Kidney Week

Abstract: FR-PO991

Urinary Metabolic Profiling by NMR Spectrometry Associates with eGFR in a Cohort of Patients with ADPKD

Session Information

• PKD Cellular Pathogenesis, ARPKD, ADTKD, Ciliopathies
  October 26, 2018 | Location: Exhibit Hall, San Diego Convention Center
  Abstract Time: 10:00 AM - 12:00 PM

Category: Genetic Diseases of the Kidney

• 1001 Genetic Diseases of the Kidney: Cystic

Authors

• Dekker, Shosha E.I., Leiden University Medical Center, Leiden, Netherlands

Shosha E.I. Dekker,

• Verhoeven, Aswin, Leiden University Medical Center, Leiden, Netherlands

Aswin Verhoeven,

• Soonawala, Darius, Leiden University Medical Center, Leiden, Netherlands

Darius Soonawala,

• Mayboroda, Oleg, Leiden University Medical Center, Leiden, Netherlands

Oleg Mayboroda,

• De Fijter, Johan W., Leiden University Medical Center, Leiden, Netherlands

Johan W. De Fijter,

Background

With the advent of therapeutic options to slow the rate of disease progression in patients with autosomal dominant polycystic kidney disease (ADPKD), there is an unmet need for biomarkers to select those at high-risk of rapid progression in the early stages of their disease. This study explored changes in the urinary metabolome associated with different chronic kidney disease (CKD) stages or estimated glomerular filtration rate (eGFR) in ADPKD, which is a first step towards identifying markers for early risk stratification.

Methods

Quantitative metabolic profiling (¹H NMR-spectrometry) was performed on spot urine samples obtained from 338 ADPKD patients with various CKD-stages, 84 healthy controls and 42 chronic, non-ADPKD, renal disease patients. Uni- and multivariate analyses were used to detect differences between the groups and associations between metabolic profiles and eGFR (CKD-EPI equation). Findings were validated in an independent cohort of 163 ADPKD patients.

Results

Twenty-nine urinary metabolites were quantified from the spectra. Logistic regression reliably distinguished ADPKD patients from healthy controls (AIC(DF 30,392)=185.7, p=6×10^-46, pR²=0.70; cross-validated AUC of 0.947 for CKD stage 1 in ADPKD).
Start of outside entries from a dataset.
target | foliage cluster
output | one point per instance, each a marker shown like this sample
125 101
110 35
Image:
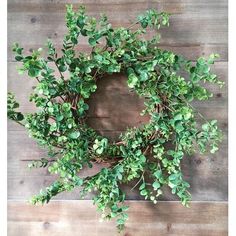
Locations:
168 82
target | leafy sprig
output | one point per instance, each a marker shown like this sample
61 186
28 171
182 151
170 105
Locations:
143 153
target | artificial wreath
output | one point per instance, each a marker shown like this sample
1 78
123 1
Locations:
168 82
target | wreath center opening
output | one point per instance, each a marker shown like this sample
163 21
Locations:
113 107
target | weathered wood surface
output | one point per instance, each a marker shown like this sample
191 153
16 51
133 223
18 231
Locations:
79 218
207 173
197 28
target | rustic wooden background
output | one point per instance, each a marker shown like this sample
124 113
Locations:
196 28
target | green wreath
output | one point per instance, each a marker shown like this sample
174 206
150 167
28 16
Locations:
145 151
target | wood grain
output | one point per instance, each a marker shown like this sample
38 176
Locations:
197 28
67 218
46 20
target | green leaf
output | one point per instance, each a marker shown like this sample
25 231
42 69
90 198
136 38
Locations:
132 80
74 135
156 185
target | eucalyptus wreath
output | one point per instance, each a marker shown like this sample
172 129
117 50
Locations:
168 83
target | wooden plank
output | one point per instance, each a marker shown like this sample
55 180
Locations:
183 31
113 89
207 173
67 218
In patients with ADPKD, six metabolites were significantly decreased and seven significantly increased as compared to healthy controls, while metabolic profiling did not discriminate ADPKD from other renal diseases with comparable eGFRs. Sixteen metabolites correlated with eGFR in ADPKD patients, with the metabolite with the highest negative correlation having a pearson correlation coefficient of -0.72 (p=5×10^-55) and the highest positive correlation of r=0.66 (p<2×10^-16). A multiple linear regression model for eGFR was constructed based on all metabolite levels (F(30,308)=39.95; p=5×10^-87, R²=0.79). A much simpler model, however, based on the ratio of the two metabolites with the highest correlation only also served as a good predictor for eGFR (F(2,336)=536.2; p=1×10^-71, R²=0.615). Using the later model, the results were validated in a separate cohort (F(30,133)=6.293; p=6×10^-14, R²=0.578).

Conclusion

Quantitative NMR profiling enabled identification of urinary metabolic markers that distinguished ADPKD patients from healthy controls and markers that were also significantly associated with eGFR.